To 86

Michael michael at RFA.ORG
Thu Feb 8 12:35:01 UTC 2001


i would take its use in this case to mean that the software had been
uninstalled.

the term "86" comes from the old days of prohibition (when alcohol was
illegal in the u.s. for a brief period).  the folks who ran a particular
speak-easy (an underground bar where the newly-dubbed contra-band could
still be acquired with great ease) in chicago ran a rather sophisticated
operation, which included a secret code word/phrase that would be telephoned
to the owners of the establishment should it become known that the
authorities were on their way to do a raid.
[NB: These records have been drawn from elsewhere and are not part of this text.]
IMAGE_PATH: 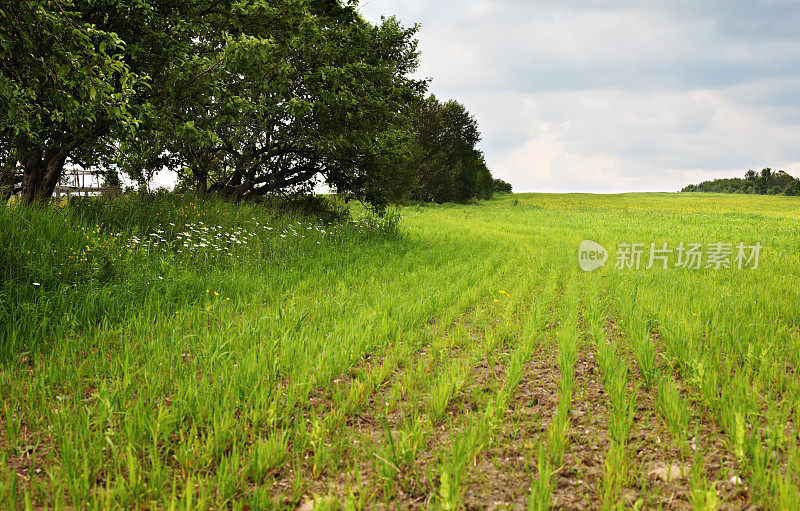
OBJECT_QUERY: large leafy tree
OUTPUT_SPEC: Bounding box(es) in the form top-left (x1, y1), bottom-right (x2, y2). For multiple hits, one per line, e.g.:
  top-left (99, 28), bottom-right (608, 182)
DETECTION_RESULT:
top-left (411, 96), bottom-right (493, 202)
top-left (151, 1), bottom-right (425, 207)
top-left (0, 0), bottom-right (424, 210)
top-left (0, 0), bottom-right (141, 202)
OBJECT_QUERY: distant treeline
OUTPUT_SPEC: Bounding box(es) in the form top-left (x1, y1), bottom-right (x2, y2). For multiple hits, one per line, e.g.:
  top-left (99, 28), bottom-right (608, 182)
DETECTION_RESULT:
top-left (681, 168), bottom-right (800, 195)
top-left (0, 0), bottom-right (509, 210)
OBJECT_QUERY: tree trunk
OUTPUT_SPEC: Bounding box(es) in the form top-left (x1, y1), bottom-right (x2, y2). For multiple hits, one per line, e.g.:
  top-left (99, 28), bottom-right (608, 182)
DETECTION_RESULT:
top-left (21, 147), bottom-right (70, 204)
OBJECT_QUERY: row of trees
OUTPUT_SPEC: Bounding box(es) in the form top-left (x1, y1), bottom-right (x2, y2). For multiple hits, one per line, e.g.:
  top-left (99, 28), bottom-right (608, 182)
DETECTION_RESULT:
top-left (0, 0), bottom-right (512, 208)
top-left (681, 168), bottom-right (800, 195)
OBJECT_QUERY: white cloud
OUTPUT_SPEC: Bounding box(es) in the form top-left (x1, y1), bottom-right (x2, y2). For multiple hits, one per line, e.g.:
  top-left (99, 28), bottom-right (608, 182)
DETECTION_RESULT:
top-left (362, 0), bottom-right (800, 192)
the tip would warn them to take all the hooch and send it out the back
door -- it just so happened that the address on the door was the number 86.

michael

-----Original Message-----
From: American Dialect Society [mailto:ADS-L at LISTSERV.UGA.EDU]On Behalf
Of Philip E. Cleary
Sent: Thursday, February 08, 2001 12:53 AM
To: ADS-L at LISTSERV.UGA.EDU
Subject: To 86


The following paragraph is from a CNET newsletter, which I received
yesterday.

<We loved it, you hated it, we rethought it. That's right, in our
first take on Netscape 6, we generally gave the new browser the
thumbs up. But readers overwhelmingly 86'd the program. >

Can anyone translate the verb "to 86" into English?